Child-death data could be shared under bill advanced by Senate committee

The Senate Judiciary Committee on Monday approved Senate Bill 259, which would allow the State Child Death Review Board to share information with researchers studying patterns and causes.

The studies would help researchers identify ways to prevent the death of children and infants in the future, said Christie Appelhanz, Kansas Action For Children’s vice president for public affairs.

“We’re collecting information now, but we’re not taking it the next step further to prevent the lives that are being lost,” Appelhanz said.

There were 391 children who died in Kansas in 2011, the most recent year for which data is available, according to Kansas Action For Children.

The infant mortality rate in Kansas was 6.07 per 1,000 births in 2012, according to the Kansas Department of Health and Environment.

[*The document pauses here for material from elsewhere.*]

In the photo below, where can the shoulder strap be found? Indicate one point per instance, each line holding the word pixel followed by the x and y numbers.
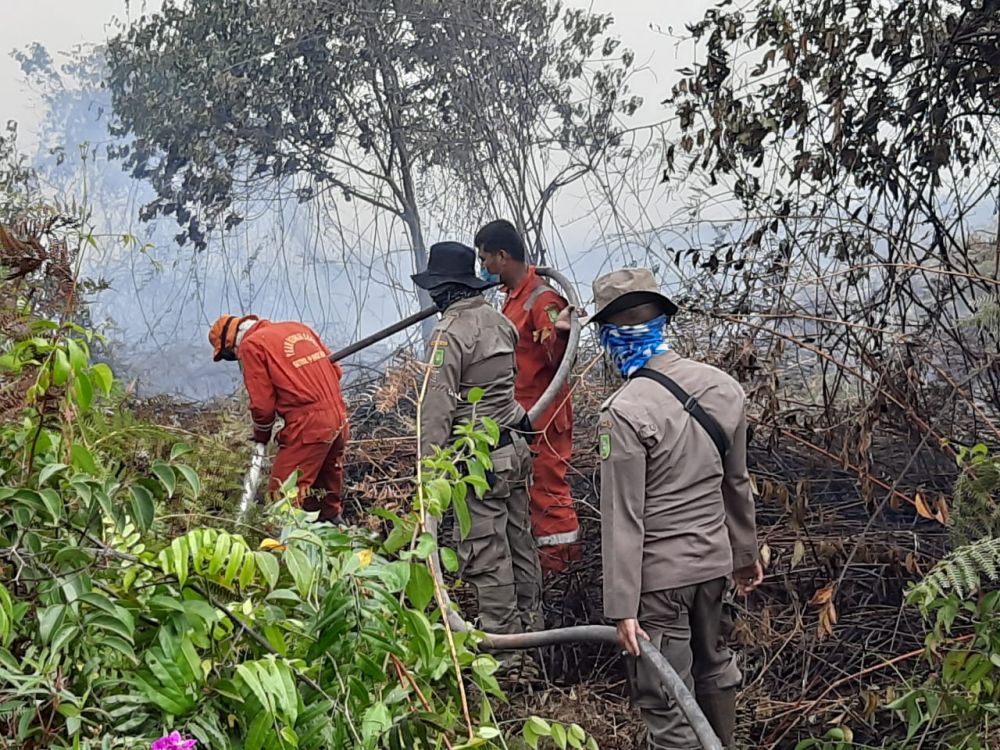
pixel 691 405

Nancy Strouse, executive director of the Kansas Judicial Council, said the state board, which studies patterns in child deaths and develops prevention strategies, is barred from sharing information with outside researchers.

Passing this bill would make it possible for the University of Kansas, Wichita State University and other institutions to conduct their own studies. That would help make the board more effective, Strouse said.

“Research can lead to preventions and other strategies that save kids’ lives,” Strouse said.

A similar bill came before the committee last year but did not move forward. The bill has been amended so that those who request information from the board and their reasons will be publicly documented.

That helped ease the concerns of some legislators, such as Sen. Greg Smith of Overland Park.

“That was the piece that I think was missing. And that made it a better bill in my mind,” Smith said.